Chapter 142,425 wordsPublic domain

A Paris, le général Trochu se hâta d'accélérer l'organisation de l'armée, qui déjà avait tenté plusieurs reconnaissances. Apprenant que l'armée de la Loire comptait s'approcher du côté de la vallée de la Seine, il prépara une sortie du côté de la Marne. Deux combats (30 novembre et 2 décembre) furent honorables pour l'armée de Paris, mais n'eurent aucun résultat. En même temps l'armée de la Loire avait à lutter contre l'armée prussienne de Frédéric-Charles, que la capitulation de Metz avait rendue libre. Une série de combats, les 2, 3 et 4 décembre, en avant d'Orléans, se termina par la retraite des Français et la reprise d'Orléans par les Prussiens. Paris, à bout de vivres et bombardé depuis le 6 janvier, avait enfin capitulé. Le gouvernement de la Défense nationale signa un armistice (28 janvier 1871). Une assemblée se réunit le 13 février à Bordeaux, nomma M. Thiers chef du pouvoir exécutif, et, après une douloureuse délibération, ratifia, le 1^er mars, les préliminaires de paix. La France était forcée de payer cinq milliards et d'abandonner aux Allemands l'Alsace et la partie de la Lorraine qu'ils appellent allemande.

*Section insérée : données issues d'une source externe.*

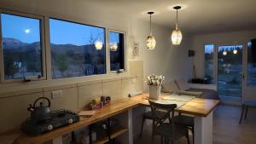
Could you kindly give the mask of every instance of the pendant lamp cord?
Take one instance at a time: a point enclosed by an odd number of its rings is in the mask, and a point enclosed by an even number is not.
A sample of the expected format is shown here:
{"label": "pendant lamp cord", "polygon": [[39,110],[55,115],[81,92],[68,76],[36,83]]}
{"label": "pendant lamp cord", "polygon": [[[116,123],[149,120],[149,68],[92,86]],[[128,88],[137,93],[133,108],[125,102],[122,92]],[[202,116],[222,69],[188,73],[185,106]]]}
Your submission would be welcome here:
{"label": "pendant lamp cord", "polygon": [[177,9],[176,9],[176,30],[178,30],[178,28],[177,28]]}
{"label": "pendant lamp cord", "polygon": [[150,14],[150,36],[152,36],[151,14]]}

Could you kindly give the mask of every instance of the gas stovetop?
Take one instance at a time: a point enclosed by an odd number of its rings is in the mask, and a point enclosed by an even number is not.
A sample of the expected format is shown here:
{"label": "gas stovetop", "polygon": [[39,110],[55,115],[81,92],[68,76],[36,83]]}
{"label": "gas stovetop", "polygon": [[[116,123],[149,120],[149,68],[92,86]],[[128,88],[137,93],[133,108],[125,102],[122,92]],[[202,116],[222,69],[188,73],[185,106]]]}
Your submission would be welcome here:
{"label": "gas stovetop", "polygon": [[54,111],[49,113],[49,116],[50,118],[41,122],[27,118],[22,124],[21,130],[30,135],[38,135],[56,128],[79,121],[79,115],[68,110]]}

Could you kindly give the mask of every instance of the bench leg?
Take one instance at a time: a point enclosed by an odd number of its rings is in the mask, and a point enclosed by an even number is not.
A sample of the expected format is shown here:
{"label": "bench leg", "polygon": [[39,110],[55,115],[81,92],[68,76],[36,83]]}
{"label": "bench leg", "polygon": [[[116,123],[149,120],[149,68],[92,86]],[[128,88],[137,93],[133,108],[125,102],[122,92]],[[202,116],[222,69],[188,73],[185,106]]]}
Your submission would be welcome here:
{"label": "bench leg", "polygon": [[245,105],[242,105],[242,106],[241,106],[241,117],[240,117],[240,120],[239,120],[239,124],[241,124],[241,119],[242,119],[242,117],[243,117],[244,109],[245,109]]}
{"label": "bench leg", "polygon": [[244,116],[244,119],[246,119],[247,117],[248,108],[249,108],[249,107],[247,106],[247,107],[246,107],[246,114],[245,114],[245,116]]}

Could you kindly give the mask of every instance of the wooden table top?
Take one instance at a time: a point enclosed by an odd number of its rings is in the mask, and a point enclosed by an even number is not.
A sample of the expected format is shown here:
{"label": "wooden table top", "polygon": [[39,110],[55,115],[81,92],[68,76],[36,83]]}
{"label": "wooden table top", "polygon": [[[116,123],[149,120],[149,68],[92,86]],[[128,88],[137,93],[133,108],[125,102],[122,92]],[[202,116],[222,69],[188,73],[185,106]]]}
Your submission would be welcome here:
{"label": "wooden table top", "polygon": [[[24,133],[15,141],[15,144],[40,144],[50,141],[55,137],[58,137],[67,134],[71,131],[88,126],[96,122],[106,119],[118,113],[125,112],[139,106],[149,106],[147,100],[148,94],[142,94],[131,98],[125,98],[112,101],[112,103],[102,109],[96,110],[96,114],[90,118],[80,118],[79,122],[64,126],[38,136],[29,136]],[[214,107],[219,103],[218,100],[207,100],[201,98],[194,98],[183,106],[177,109],[177,112],[191,114],[198,117],[207,116]]]}
{"label": "wooden table top", "polygon": [[[137,96],[131,97],[133,101],[137,101],[139,104],[149,106],[148,101],[148,94],[142,94]],[[198,117],[207,117],[219,103],[218,100],[194,98],[183,106],[178,107],[177,112],[191,114]]]}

=La guerre civile; la Commune de Paris.=--Comme si ce n'était pas assez de tant de malheurs, une affreuse guerre civile suivit la guerre étrangère. Des ambitieux, exploitant les souffrances et la colère de la population parisienne, soulevèrent une partie de la garde nationale (18 mars 1871), et organisèrent la Commune. Le gouvernement légal fut obligé de se retirer à Versailles, et ne put rentrer à Paris qu'après un siège de deux mois (avril-mai). Encore, dans la dernière semaine, Paris faillit-il être anéanti par les incendies qu'allumèrent les vaincus. Cette lutte sinistre ne finit que le 28 mai.

=Présidence de Thiers (1871-1873).=--Le gouvernement de la Défense nationale avait déposé ses pouvoirs entre les mains des représentants de la nation, et ceux-ci, quoique appartenant en majorité à des opinions monarchiques, n'osèrent pas rétablir la monarchie. Ils choisirent pour Président du pouvoir exécutif M. Thiers, désigné d'ailleurs par ses lumières, son expérience et ses efforts, pendant la guerre, pour intéresser l'Europe aux malheurs de la France.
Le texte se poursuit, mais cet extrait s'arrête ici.